Pollution could partially explain why the mollusks don't reproduce on their own in every location. After rainfall, a mixture of raw sewage and rainwater is discharged into the harbor. Remaining industrial waste contributes to poor water quality. Noise emissions could also be disruptive and affect the larvae's ability to find a suitable place to settle, as they use acoustic cues to locate existing reefs, Ventura says.

Ray Grizzle, a marine biologist at the University of New Hampshire in Durham who conducted scientific assessments for the project, says juvenile oysters primarily settle within 400 meters of their parent reef. Therefore, oysters may not easily self-reseed in locations far from existing reefs.

Grizzle's biggest concern is how pathogens, such as the parasites Haplosporidium nelsoni and Perkinsus marinus, might affect oysters long-term. “They now have a lifespan of about 3 to 5 years, whereas historically it was probably 10 to 20 years,” he explains. As lifespan is reduced, the population's ability to form durable vertical reef structures also decreases, he says. Nevertheless, the project is “moving in the right direction,” says Grizzle.

Reef resurgence

Other restoration projects are gaining momentum around the world. In Australia, biologists grew oysters simply by placing limestone rocks on a sandy seabed. Larval flat oysters (Ostrea angasi) naturally settled on the rocks in densities that far exceeded expectations 2, suggesting that the larvae travel from unknown remnant reefs or oyster farms.
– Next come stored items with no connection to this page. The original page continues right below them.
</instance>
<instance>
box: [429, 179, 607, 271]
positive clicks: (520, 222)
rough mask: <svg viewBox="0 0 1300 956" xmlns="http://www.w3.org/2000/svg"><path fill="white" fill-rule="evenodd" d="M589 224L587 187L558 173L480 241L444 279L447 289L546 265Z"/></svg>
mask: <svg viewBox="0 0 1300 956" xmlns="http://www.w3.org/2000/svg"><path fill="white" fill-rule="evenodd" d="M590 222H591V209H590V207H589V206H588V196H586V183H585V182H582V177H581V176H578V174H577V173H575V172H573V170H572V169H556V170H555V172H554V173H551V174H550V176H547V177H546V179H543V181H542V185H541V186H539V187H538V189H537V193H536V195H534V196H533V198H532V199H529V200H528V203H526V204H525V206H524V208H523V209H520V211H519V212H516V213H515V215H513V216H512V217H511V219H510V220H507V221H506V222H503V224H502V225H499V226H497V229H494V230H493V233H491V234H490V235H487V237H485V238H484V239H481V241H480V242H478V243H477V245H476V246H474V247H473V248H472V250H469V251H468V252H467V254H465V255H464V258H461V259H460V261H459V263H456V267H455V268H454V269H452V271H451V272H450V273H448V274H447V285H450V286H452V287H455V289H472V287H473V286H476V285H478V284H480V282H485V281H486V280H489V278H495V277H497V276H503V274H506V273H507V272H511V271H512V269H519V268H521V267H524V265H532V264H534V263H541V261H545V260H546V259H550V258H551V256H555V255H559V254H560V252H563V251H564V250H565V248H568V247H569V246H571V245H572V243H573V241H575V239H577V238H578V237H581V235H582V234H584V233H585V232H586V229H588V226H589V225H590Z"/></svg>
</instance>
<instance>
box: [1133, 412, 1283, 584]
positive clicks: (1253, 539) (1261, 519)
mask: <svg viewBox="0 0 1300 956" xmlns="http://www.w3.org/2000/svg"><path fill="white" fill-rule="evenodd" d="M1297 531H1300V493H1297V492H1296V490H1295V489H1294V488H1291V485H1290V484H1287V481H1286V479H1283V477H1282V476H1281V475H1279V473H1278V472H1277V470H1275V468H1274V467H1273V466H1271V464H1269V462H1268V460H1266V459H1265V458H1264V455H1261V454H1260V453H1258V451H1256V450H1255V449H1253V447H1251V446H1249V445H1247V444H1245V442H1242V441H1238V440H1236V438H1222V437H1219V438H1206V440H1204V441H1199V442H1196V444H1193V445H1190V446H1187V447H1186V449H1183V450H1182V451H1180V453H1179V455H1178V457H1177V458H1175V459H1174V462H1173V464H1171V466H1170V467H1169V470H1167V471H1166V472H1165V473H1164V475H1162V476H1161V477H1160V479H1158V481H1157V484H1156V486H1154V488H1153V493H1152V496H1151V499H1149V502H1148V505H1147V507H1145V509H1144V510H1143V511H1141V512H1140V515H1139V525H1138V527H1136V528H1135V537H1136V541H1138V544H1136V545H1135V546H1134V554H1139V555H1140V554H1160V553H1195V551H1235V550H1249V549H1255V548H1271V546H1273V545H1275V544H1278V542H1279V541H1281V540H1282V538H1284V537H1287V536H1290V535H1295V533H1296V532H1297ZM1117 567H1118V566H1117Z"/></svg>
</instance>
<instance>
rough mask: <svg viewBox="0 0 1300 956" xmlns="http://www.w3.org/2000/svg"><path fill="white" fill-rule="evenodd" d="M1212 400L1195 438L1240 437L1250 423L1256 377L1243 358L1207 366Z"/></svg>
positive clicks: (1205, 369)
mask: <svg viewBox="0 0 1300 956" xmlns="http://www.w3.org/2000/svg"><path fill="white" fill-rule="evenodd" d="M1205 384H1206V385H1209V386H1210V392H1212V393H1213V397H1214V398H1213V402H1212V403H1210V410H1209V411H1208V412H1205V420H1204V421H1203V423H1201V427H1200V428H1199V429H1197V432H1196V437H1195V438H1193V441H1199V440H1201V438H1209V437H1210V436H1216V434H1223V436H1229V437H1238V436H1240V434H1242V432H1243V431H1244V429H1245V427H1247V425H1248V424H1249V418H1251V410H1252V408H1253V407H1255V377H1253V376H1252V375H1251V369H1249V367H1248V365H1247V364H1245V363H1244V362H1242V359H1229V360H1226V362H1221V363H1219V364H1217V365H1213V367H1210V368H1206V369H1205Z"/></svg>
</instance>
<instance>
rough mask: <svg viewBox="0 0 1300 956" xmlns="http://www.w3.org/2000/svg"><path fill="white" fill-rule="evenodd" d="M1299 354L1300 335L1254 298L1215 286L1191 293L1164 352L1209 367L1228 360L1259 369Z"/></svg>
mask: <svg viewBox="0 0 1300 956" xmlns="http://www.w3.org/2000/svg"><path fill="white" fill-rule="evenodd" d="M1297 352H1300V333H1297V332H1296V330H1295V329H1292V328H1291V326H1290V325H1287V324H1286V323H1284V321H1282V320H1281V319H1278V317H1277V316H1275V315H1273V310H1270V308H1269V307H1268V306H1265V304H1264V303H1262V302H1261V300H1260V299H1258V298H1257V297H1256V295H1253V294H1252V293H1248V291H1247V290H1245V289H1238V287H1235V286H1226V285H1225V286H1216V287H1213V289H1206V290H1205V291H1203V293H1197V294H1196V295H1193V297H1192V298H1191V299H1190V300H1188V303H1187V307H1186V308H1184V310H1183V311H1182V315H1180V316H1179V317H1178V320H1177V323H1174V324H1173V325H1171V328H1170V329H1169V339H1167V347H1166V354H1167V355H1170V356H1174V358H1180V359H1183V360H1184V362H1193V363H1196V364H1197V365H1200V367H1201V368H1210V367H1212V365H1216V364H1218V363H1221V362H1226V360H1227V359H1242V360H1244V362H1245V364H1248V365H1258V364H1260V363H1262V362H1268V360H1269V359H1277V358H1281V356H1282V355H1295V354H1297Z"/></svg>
"We didn't know we would get natural recruitment when we started," says study co-author Dominic McAfee, a marine biologist at the University of Adelaide in Australia. The effort is designed to support the marine shipping industry and has increased invertebrate biodiversity at the site.

In the North Sea, researchers place oyster larvae on the granite boulders at the foot of Wind turbines to strengthen structures and increase biodiversity.

Bishop says that oyster reef projects must be successful if they are carried out in areas where the problems that led to their decline are no longer present, they are designed to withstand predicted ecosystem changes, and they are monitored over a much longer period of time than two to three years. Although there is still a long way to go, “there is a lot of hope,” she says.